I contend that city infrastructure is just as much of a key factor in our sense of community as any social component. I also completely understand that in today’s world infrastructure is often thought of simply in terms of being costly, yet necessary for our city to function.
It’s super easy to only see it through this lens today because we in the Choice City are the benefactors of exemplary infrastructure. Don’t believe me? Take a ride down the side streets of Cleveland, as I did this past week.
However, if you look back on community creation’s history, infrastructure was unquestionably a foundational aspect in establishing a mutual sense of community. It literally provided the lifelines that allowed a fort to become a town and now affords us the opportunity to grow into the city that we are yet to become.
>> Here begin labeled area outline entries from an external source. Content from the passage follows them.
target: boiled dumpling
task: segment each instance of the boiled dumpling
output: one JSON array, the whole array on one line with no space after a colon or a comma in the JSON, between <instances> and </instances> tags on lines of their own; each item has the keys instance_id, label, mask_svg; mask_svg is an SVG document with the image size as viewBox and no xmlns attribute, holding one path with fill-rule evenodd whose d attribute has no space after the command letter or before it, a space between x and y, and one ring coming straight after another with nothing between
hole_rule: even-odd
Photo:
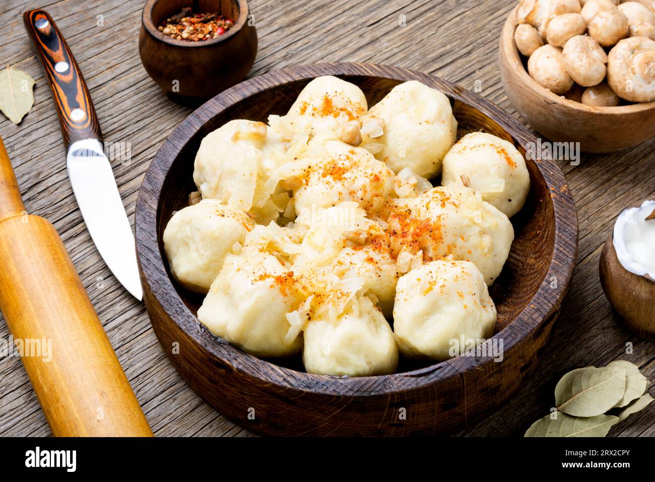
<instances>
[{"instance_id":1,"label":"boiled dumpling","mask_svg":"<svg viewBox=\"0 0 655 482\"><path fill-rule=\"evenodd\" d=\"M243 211L261 208L274 193L265 186L270 172L286 160L285 148L280 134L263 123L230 121L202 139L193 180L204 199Z\"/></svg>"},{"instance_id":2,"label":"boiled dumpling","mask_svg":"<svg viewBox=\"0 0 655 482\"><path fill-rule=\"evenodd\" d=\"M375 139L382 146L377 159L396 173L409 167L430 179L441 172L441 160L457 134L445 95L411 81L394 87L369 114L384 121L383 135Z\"/></svg>"},{"instance_id":3,"label":"boiled dumpling","mask_svg":"<svg viewBox=\"0 0 655 482\"><path fill-rule=\"evenodd\" d=\"M377 222L365 217L356 203L342 203L313 216L301 216L296 230L309 224L293 262L293 270L323 269L339 279L359 278L391 317L398 271L389 237Z\"/></svg>"},{"instance_id":4,"label":"boiled dumpling","mask_svg":"<svg viewBox=\"0 0 655 482\"><path fill-rule=\"evenodd\" d=\"M443 158L441 185L453 184L479 191L483 200L511 218L525 203L530 174L514 144L491 134L473 132Z\"/></svg>"},{"instance_id":5,"label":"boiled dumpling","mask_svg":"<svg viewBox=\"0 0 655 482\"><path fill-rule=\"evenodd\" d=\"M394 173L362 148L343 144L301 162L306 167L293 190L298 216L348 201L375 214L394 192Z\"/></svg>"},{"instance_id":6,"label":"boiled dumpling","mask_svg":"<svg viewBox=\"0 0 655 482\"><path fill-rule=\"evenodd\" d=\"M340 124L359 119L367 110L361 89L333 75L324 75L305 86L288 115L311 117L314 123L333 119Z\"/></svg>"},{"instance_id":7,"label":"boiled dumpling","mask_svg":"<svg viewBox=\"0 0 655 482\"><path fill-rule=\"evenodd\" d=\"M473 263L432 261L398 281L394 332L406 356L447 360L468 340L491 337L495 323L496 307Z\"/></svg>"},{"instance_id":8,"label":"boiled dumpling","mask_svg":"<svg viewBox=\"0 0 655 482\"><path fill-rule=\"evenodd\" d=\"M422 252L426 261L471 261L491 285L510 253L510 220L479 193L457 184L436 187L417 197L395 201L387 220L392 252Z\"/></svg>"},{"instance_id":9,"label":"boiled dumpling","mask_svg":"<svg viewBox=\"0 0 655 482\"><path fill-rule=\"evenodd\" d=\"M392 373L398 362L393 332L366 296L356 296L341 314L328 311L305 327L303 361L309 373L366 376Z\"/></svg>"},{"instance_id":10,"label":"boiled dumpling","mask_svg":"<svg viewBox=\"0 0 655 482\"><path fill-rule=\"evenodd\" d=\"M377 306L390 319L396 296L398 269L391 256L388 237L374 221L347 235L345 247L332 265L339 277L364 280L364 291L375 296Z\"/></svg>"},{"instance_id":11,"label":"boiled dumpling","mask_svg":"<svg viewBox=\"0 0 655 482\"><path fill-rule=\"evenodd\" d=\"M286 314L304 297L284 262L286 253L277 249L284 241L268 231L257 226L238 254L228 254L198 319L214 336L253 355L289 356L300 351L303 338L291 333Z\"/></svg>"},{"instance_id":12,"label":"boiled dumpling","mask_svg":"<svg viewBox=\"0 0 655 482\"><path fill-rule=\"evenodd\" d=\"M163 236L171 272L187 288L207 292L225 256L253 226L246 213L217 199L178 211Z\"/></svg>"}]
</instances>

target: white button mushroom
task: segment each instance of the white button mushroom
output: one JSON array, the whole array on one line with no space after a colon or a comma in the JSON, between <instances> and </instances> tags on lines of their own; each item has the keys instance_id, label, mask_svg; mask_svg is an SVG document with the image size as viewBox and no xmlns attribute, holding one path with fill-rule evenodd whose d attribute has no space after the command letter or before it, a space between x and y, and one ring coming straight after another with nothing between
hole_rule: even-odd
<instances>
[{"instance_id":1,"label":"white button mushroom","mask_svg":"<svg viewBox=\"0 0 655 482\"><path fill-rule=\"evenodd\" d=\"M567 71L578 84L588 87L605 78L607 54L591 37L576 35L571 39L562 54Z\"/></svg>"},{"instance_id":2,"label":"white button mushroom","mask_svg":"<svg viewBox=\"0 0 655 482\"><path fill-rule=\"evenodd\" d=\"M589 35L603 47L611 47L627 37L629 25L621 10L601 10L587 22Z\"/></svg>"},{"instance_id":3,"label":"white button mushroom","mask_svg":"<svg viewBox=\"0 0 655 482\"><path fill-rule=\"evenodd\" d=\"M514 32L514 41L519 52L529 57L534 50L544 45L544 39L536 29L527 24L521 24Z\"/></svg>"},{"instance_id":4,"label":"white button mushroom","mask_svg":"<svg viewBox=\"0 0 655 482\"><path fill-rule=\"evenodd\" d=\"M580 13L587 23L589 23L593 16L601 10L618 10L617 5L612 0L589 0L582 7L582 11Z\"/></svg>"},{"instance_id":5,"label":"white button mushroom","mask_svg":"<svg viewBox=\"0 0 655 482\"><path fill-rule=\"evenodd\" d=\"M579 0L522 0L517 10L519 24L527 24L546 37L550 21L566 13L580 13Z\"/></svg>"},{"instance_id":6,"label":"white button mushroom","mask_svg":"<svg viewBox=\"0 0 655 482\"><path fill-rule=\"evenodd\" d=\"M449 184L477 191L484 201L511 218L525 202L530 174L523 156L511 142L486 132L472 132L443 158L441 185Z\"/></svg>"},{"instance_id":7,"label":"white button mushroom","mask_svg":"<svg viewBox=\"0 0 655 482\"><path fill-rule=\"evenodd\" d=\"M587 22L579 13L565 13L555 17L548 24L546 35L553 47L564 47L572 37L580 35L587 30Z\"/></svg>"},{"instance_id":8,"label":"white button mushroom","mask_svg":"<svg viewBox=\"0 0 655 482\"><path fill-rule=\"evenodd\" d=\"M627 17L627 23L631 26L639 22L646 22L651 25L655 25L655 13L639 2L629 1L622 3L618 6L618 9Z\"/></svg>"},{"instance_id":9,"label":"white button mushroom","mask_svg":"<svg viewBox=\"0 0 655 482\"><path fill-rule=\"evenodd\" d=\"M655 40L655 13L645 5L635 1L629 1L618 6L627 17L630 37L648 37Z\"/></svg>"},{"instance_id":10,"label":"white button mushroom","mask_svg":"<svg viewBox=\"0 0 655 482\"><path fill-rule=\"evenodd\" d=\"M203 199L178 211L164 230L164 249L176 279L207 292L225 256L243 243L254 224L242 211L217 199Z\"/></svg>"},{"instance_id":11,"label":"white button mushroom","mask_svg":"<svg viewBox=\"0 0 655 482\"><path fill-rule=\"evenodd\" d=\"M582 102L587 106L616 107L620 103L621 99L607 83L603 82L588 87L582 94Z\"/></svg>"},{"instance_id":12,"label":"white button mushroom","mask_svg":"<svg viewBox=\"0 0 655 482\"><path fill-rule=\"evenodd\" d=\"M441 159L457 140L457 121L442 92L417 81L394 87L369 113L384 121L383 146L375 153L394 172L405 167L430 178L441 171Z\"/></svg>"},{"instance_id":13,"label":"white button mushroom","mask_svg":"<svg viewBox=\"0 0 655 482\"><path fill-rule=\"evenodd\" d=\"M406 356L443 361L460 355L493 334L496 316L473 263L432 261L398 280L394 332Z\"/></svg>"},{"instance_id":14,"label":"white button mushroom","mask_svg":"<svg viewBox=\"0 0 655 482\"><path fill-rule=\"evenodd\" d=\"M630 26L630 37L646 37L655 40L655 26L647 22L638 22Z\"/></svg>"},{"instance_id":15,"label":"white button mushroom","mask_svg":"<svg viewBox=\"0 0 655 482\"><path fill-rule=\"evenodd\" d=\"M528 72L537 83L555 94L563 94L573 87L562 49L552 45L544 45L534 50L528 60Z\"/></svg>"},{"instance_id":16,"label":"white button mushroom","mask_svg":"<svg viewBox=\"0 0 655 482\"><path fill-rule=\"evenodd\" d=\"M635 1L637 3L641 3L644 7L646 7L653 13L655 13L655 0L631 0L632 1ZM624 0L622 0L622 3L625 3Z\"/></svg>"},{"instance_id":17,"label":"white button mushroom","mask_svg":"<svg viewBox=\"0 0 655 482\"><path fill-rule=\"evenodd\" d=\"M626 100L655 100L655 41L631 37L616 44L608 56L607 81Z\"/></svg>"},{"instance_id":18,"label":"white button mushroom","mask_svg":"<svg viewBox=\"0 0 655 482\"><path fill-rule=\"evenodd\" d=\"M519 24L538 28L548 18L548 0L521 0L516 16Z\"/></svg>"}]
</instances>

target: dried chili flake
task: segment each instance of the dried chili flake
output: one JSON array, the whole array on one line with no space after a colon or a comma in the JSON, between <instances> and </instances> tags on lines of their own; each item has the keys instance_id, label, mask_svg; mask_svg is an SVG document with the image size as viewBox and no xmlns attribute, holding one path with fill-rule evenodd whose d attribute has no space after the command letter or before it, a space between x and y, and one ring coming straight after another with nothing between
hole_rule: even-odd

I want to start by saying I completely appreciate and respect the need for city council and staff to consider all possible options while seeking to fund crucial infrastructure. But then again, I respect and appreciate appropriate community stewardship and responsible leadership decisions more.
Tolling a key linkage for current and future residents in the northeastern portion of our city would be a clear message of inequity and that we aren’t willing to invest in you as community members.
It would be a daily reminder that due to your timing and geographic location “on the other side of the tracks” you now must pay to live where you do. It says you are different, and if that isn’t a divide then I don’t know what is.
No matter what the degree of division or perceived impact, this would create an experience that no other resident in our community, oldest or newest, has ever had to experience and doesn’t project an inclusive community philosophy.
If this were a social equity factor, rather than infrastructure equity item, set to establish a real or perceived divide it would be crushed under its own weight almost immediately. Unless it focused on students, but that’s an issue for another time.
This decision isn’t just a single infrastructure decision, but rather a potential tone setter for how established Fort Collins links to, and views, our final growth management area frontier in the northeast. It’s truly a cornerstone investment in ensuring that we’re able to continue to welcome in new artists, employees, entrepreneurs, families, businesses and future community leaders to our community, regardless of where you live or how long you have been here.
To that end, I believe that the best way to fund the remaining $10 million for the project that’s not funded by growth’s contribution via the Transportation Capital Fund ($10 million) and current budget ($2 million), would be for the city to explore financing this using our robust reserves with the intention of then paying it back over time.
I don’t believe that this should be a regular practice, but given the timing and importance of this decision, it’s the perfect time to demonstrate that infrastructure today is still an integral component of community creation, and not simply about moving people and goods.